Ma vie est ailleurs

Chants | Matthieu Rialland | 6 avril 2006

Ma vie est ailleurs, de pierre et de cuivre, droite sous le ciel, élancée, lancée…

Ma vie est ailleurs. Bossage. Bobine. Flèche d’une fontaine érigée sur des vasques rondes comme des seins. Aiguille au dé d’or. Fils emmêlés. Pavé. Ma vie est ailleurs.

Je conte les prodiges.

Je compte les prodiges accomplis sous le ciel, en nombre et qualité. Je donne un titre. Je sais des histoires aux yeux glauques, des mélancolies aux lys fangeux soupirant dans l’eau noire. Je sais les cent récits de la sorcière, du bouc et du déserteur. Je suis les maux de la princesse aux cheveux tachés de houille, les ombres pesant sur l’épaule du joker. Je suis et je serai la chair des illusions, la viande exclue du rêve, la semence répandue sur la terre, le ventre déchiré par son aridité.

Je donne des conseils embués – qui sans cesse inondent ma propre croix.

La flèche pourrissante de ma vie de poème crucifie dans les foins un rhume impitoyable. L’abondance de mots est un luxe que je puis m’offrir. Mais bientôt viendra l’hiver : ma vie en exil, ma main gelée, ma langue collée à mon palais.

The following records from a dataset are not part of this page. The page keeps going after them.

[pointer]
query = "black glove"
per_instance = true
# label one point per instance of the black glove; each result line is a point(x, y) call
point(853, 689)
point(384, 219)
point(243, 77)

Ma vie est ailleurs. Hardies les mouches, qui me viendront sucer la couenne au milieu du jour…

Les îles du refuge qui abritent et cajolent ne verront pas de nouveau-né, pas d’alliance. Car j’ai repris la mer, et dans mes pas s’engouffre un vent de bon aloi… Murmure et gesticule : « Hardie, la mouche ! Les hommes sont des gueux… »

Ma vie est ailleurs, pisse l’encre de Chine et s’essuie dans les draps d’un vieux loup solitaire.

Je conte et me dirige où cela fait moins mal. Mes avirons me font des bras d’honneur. Et me gifle la voile, et me gifle le vent, et se tend vers le ciel une main à un doigt.

Il pleut dans l’arrosoir. La fontaine de cuivre, de pierre, n’a plus que des seins. Vaste est ma vie, ailleurs, mais je n’ai pas encore entrepris de la trouver.